2012
Serving the One
August 2012


“Serving the One,” Liahona, Aug. 2012, 19

Serving in the Church

Serving the One

When I started my freshman year of college, I quickly formed friendships with two other freshmen, one a rancher and the other a farmer. We made an unlikely threesome—two down-to-earth western US country boys and one fast-talking East Coast city slicker. After graduating from college, they returned home to ranch and farm, and I entered the corporate business world.

Annual Christmas cards and occasional phone calls kept us up to date as our lives advanced. By the time I was in my mid-30s, I had served twice as Scoutmaster. Later, as I finished my second “tour” as an assistant nursery leader, my two friends were serving in bishoprics. As time progressed, I fell into the trap of comparing my callings to my friends’ callings, and I began to feel unwanted and ignored.

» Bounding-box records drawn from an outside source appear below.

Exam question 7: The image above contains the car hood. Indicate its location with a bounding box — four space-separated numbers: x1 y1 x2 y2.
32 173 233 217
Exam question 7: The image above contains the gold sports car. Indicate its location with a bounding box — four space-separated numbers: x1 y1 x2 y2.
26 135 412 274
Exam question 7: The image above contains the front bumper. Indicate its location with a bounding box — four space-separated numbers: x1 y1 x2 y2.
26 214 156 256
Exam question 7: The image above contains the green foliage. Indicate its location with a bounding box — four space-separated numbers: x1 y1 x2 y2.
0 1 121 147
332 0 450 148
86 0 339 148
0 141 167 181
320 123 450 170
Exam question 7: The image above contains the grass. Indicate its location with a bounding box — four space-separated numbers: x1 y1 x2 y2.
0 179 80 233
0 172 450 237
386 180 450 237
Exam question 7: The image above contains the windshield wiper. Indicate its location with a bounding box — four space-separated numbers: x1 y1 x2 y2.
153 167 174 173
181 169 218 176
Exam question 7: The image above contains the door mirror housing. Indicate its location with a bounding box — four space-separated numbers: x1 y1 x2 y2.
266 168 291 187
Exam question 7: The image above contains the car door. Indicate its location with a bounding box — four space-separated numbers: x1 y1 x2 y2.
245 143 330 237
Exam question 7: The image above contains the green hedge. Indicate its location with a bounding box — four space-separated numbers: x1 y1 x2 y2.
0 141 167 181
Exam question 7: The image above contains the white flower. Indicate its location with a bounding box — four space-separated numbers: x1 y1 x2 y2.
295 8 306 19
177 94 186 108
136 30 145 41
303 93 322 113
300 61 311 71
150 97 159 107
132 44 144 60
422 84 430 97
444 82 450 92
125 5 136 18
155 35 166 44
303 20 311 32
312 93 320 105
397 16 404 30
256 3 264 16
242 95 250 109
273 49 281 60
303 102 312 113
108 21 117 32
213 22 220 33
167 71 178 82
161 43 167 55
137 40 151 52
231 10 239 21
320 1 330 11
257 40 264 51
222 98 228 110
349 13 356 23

By the time I was in my mid-40s, leadership callings extended to others would trouble my thoughts for days. Each time someone was called to a ward or stake leadership position, Satan would whisper to me that I was unworthy or lacked the faith necessary for such callings. I could intellectually fight off such thoughts through prayer and study, but I still struggled with my self-worth. Being “just an elder” and refereeing youth basketball games at age 50 while my friends were serving in stake presidencies was not what I had envisioned I would be doing at that age.

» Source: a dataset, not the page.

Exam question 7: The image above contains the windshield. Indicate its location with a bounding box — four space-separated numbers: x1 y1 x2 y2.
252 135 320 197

Then came an experience that changed my understanding of the gospel. I was assisting my wife one Sunday with her Primary class full of energetic seven-year-olds. As Primary sharing time started, I noticed one of the class members huddled on her chair and obviously not feeling well. The Spirit whispered to me that she needed comfort, so I sat by her and quietly asked what was wrong. She didn’t answer but seemed to be in real distress, so I began to sing softly to her.

The Primary was learning a new song, and when we sang, “If I listen with my heart I hear the Savior’s voice,”1 I began to feel the most incredible light and warmth fill my soul. I felt wrapped in eternal arms of love. I understood that Heavenly Father had heard this young girl’s prayer and that I was there to provide the comfort He wanted to give her. My spiritual understanding was opened, and I received a personal testimony of our Savior’s love for her, for each of His children, and for me. I knew He trusted me to serve someone in need, and I was where He wanted me to be. I learned that we are His hands when we serve the one.

I rejoice in any opportunity to serve, and I try to remain worthy to feel the promptings of the Spirit and to be where Heavenly Father wants me to be when one of His children needs service.

Note

  1. Sally DeFord, “If I Listen with My Heart,” 2011 Outline for Sharing Time, 28.